Ifemelu gets a scholarship to study at an American university, but quickly finds that the USA is not the paradise she imagined.

Her family taught her certain standards of good housekeeping, good grooming, good manners and good grammar, and she is taken aback by the slovenliness, permissiveness and vulgarity of the many Americans whose attitudes are formed by the mass entertainment and advertising media.

She has to struggle to earn a living and is sexually abused by a white employer.   This is so traumatic that she feels unable to keep in touch with Obinze.

This clears the way for her to begin a love affair with Curt, a handsome rich white jet-setter, who is good in bed.   Curt gets her a lucrative job in public relations, and her financial worries end.

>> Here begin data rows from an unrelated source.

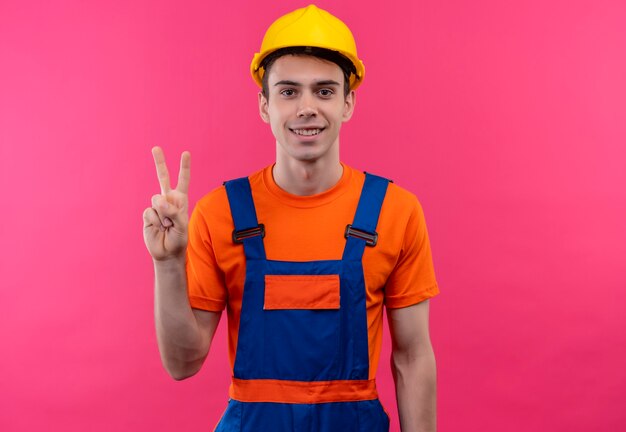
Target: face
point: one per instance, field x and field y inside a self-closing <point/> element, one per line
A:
<point x="306" y="107"/>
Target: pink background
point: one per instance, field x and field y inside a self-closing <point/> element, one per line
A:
<point x="507" y="119"/>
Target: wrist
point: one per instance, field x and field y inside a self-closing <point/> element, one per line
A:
<point x="174" y="261"/>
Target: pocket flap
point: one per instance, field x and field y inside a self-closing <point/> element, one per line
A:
<point x="301" y="292"/>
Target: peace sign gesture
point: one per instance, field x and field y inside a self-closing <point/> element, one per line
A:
<point x="165" y="223"/>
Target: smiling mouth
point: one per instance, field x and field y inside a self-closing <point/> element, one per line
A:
<point x="306" y="132"/>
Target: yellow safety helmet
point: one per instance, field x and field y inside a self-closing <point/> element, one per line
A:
<point x="309" y="27"/>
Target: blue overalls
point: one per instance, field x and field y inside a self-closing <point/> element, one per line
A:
<point x="301" y="367"/>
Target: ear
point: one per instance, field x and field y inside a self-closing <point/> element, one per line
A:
<point x="348" y="106"/>
<point x="263" y="109"/>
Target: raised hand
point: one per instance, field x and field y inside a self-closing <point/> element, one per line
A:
<point x="165" y="223"/>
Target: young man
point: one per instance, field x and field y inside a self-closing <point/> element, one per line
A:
<point x="303" y="254"/>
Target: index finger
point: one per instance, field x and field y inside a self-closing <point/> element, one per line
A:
<point x="162" y="173"/>
<point x="184" y="173"/>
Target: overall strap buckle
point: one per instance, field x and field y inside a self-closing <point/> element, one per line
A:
<point x="240" y="235"/>
<point x="371" y="238"/>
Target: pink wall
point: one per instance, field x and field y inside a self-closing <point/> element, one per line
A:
<point x="507" y="119"/>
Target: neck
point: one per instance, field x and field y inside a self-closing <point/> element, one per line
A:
<point x="307" y="177"/>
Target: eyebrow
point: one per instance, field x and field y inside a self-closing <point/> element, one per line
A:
<point x="316" y="83"/>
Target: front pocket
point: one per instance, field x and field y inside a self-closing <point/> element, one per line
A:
<point x="301" y="292"/>
<point x="301" y="325"/>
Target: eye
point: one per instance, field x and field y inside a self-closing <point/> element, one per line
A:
<point x="288" y="92"/>
<point x="326" y="92"/>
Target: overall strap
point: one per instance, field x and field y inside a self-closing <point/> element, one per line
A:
<point x="247" y="231"/>
<point x="362" y="232"/>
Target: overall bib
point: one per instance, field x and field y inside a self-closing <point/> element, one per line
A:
<point x="302" y="361"/>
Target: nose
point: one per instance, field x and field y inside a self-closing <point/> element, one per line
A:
<point x="307" y="106"/>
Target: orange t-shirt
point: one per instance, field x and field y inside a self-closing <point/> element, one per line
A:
<point x="398" y="270"/>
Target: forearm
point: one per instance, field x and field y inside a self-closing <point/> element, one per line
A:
<point x="415" y="376"/>
<point x="180" y="341"/>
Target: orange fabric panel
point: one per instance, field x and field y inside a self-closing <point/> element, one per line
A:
<point x="398" y="271"/>
<point x="301" y="292"/>
<point x="302" y="392"/>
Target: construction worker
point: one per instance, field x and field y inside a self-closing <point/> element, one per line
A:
<point x="303" y="254"/>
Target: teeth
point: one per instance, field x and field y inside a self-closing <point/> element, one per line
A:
<point x="307" y="132"/>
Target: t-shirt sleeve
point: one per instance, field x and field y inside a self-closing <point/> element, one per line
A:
<point x="413" y="278"/>
<point x="205" y="281"/>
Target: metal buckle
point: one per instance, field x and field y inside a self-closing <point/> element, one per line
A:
<point x="370" y="239"/>
<point x="241" y="235"/>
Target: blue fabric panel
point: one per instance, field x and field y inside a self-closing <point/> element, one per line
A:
<point x="244" y="215"/>
<point x="367" y="212"/>
<point x="362" y="416"/>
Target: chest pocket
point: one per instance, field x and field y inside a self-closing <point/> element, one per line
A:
<point x="301" y="292"/>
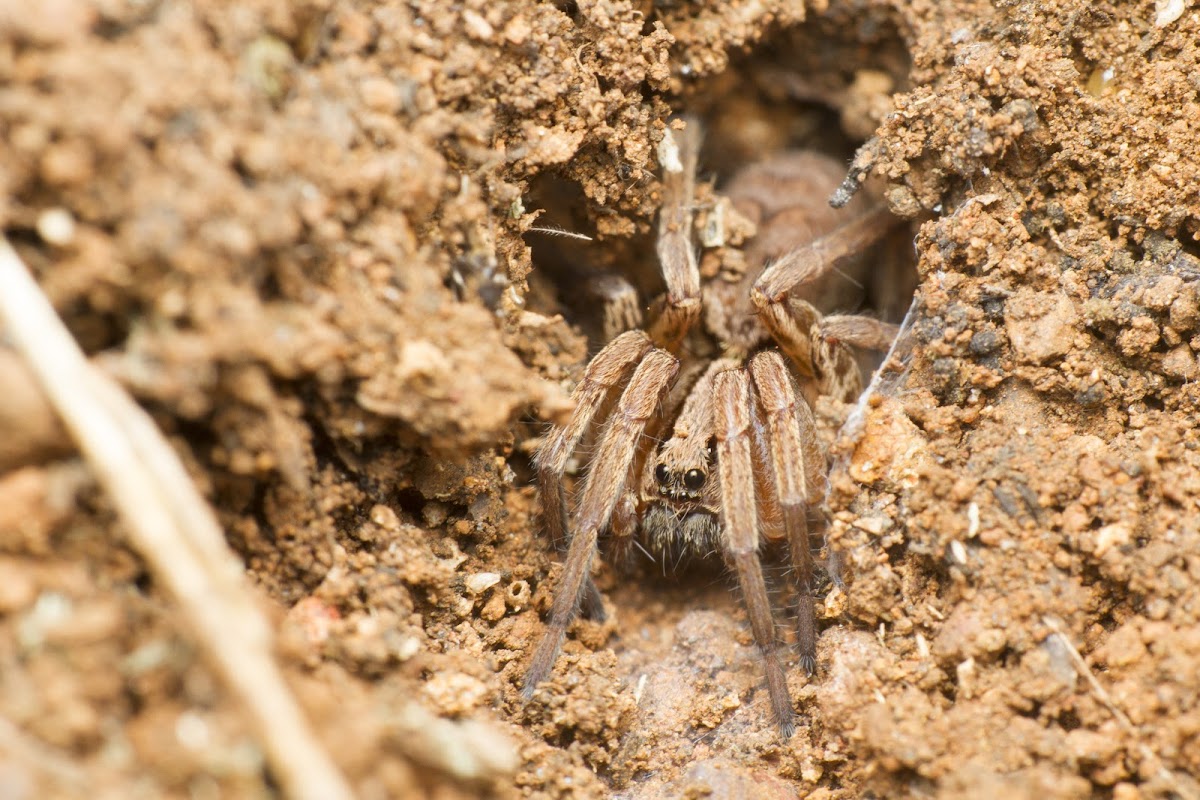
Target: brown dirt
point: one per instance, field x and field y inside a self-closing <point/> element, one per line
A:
<point x="301" y="239"/>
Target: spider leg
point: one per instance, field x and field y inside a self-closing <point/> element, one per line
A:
<point x="607" y="370"/>
<point x="859" y="331"/>
<point x="682" y="306"/>
<point x="603" y="489"/>
<point x="795" y="324"/>
<point x="791" y="447"/>
<point x="619" y="307"/>
<point x="739" y="523"/>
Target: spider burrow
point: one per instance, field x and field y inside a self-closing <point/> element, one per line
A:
<point x="705" y="440"/>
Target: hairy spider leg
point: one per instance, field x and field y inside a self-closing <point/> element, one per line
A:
<point x="739" y="522"/>
<point x="610" y="368"/>
<point x="603" y="488"/>
<point x="797" y="326"/>
<point x="784" y="422"/>
<point x="681" y="308"/>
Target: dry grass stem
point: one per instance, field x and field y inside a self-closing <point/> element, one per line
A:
<point x="172" y="527"/>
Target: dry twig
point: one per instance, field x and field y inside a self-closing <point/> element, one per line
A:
<point x="172" y="527"/>
<point x="1105" y="699"/>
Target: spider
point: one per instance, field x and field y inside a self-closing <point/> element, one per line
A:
<point x="705" y="440"/>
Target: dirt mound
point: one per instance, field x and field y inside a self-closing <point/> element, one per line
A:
<point x="321" y="244"/>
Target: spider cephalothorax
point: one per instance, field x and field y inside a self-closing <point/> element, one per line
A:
<point x="705" y="441"/>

Eventually she tires both of Curt and the PR job.   She starts a blog about racial attitudes in America, which is not only an overnight success, but an unexpected source of income that guarantees her financial independence.   She begins a love affair with Blaine, a handsome black intellectual idealist, who is good in bed.

Blaine, a Yale professor, spends time talking to an uneducated black security guard.  Ifemelu can’t bring herself to like him.   She and Blaine break up temporarily when the security guard is unjustly arrested, Blaine organizes a protest demonstration and she can’t be bothered to take.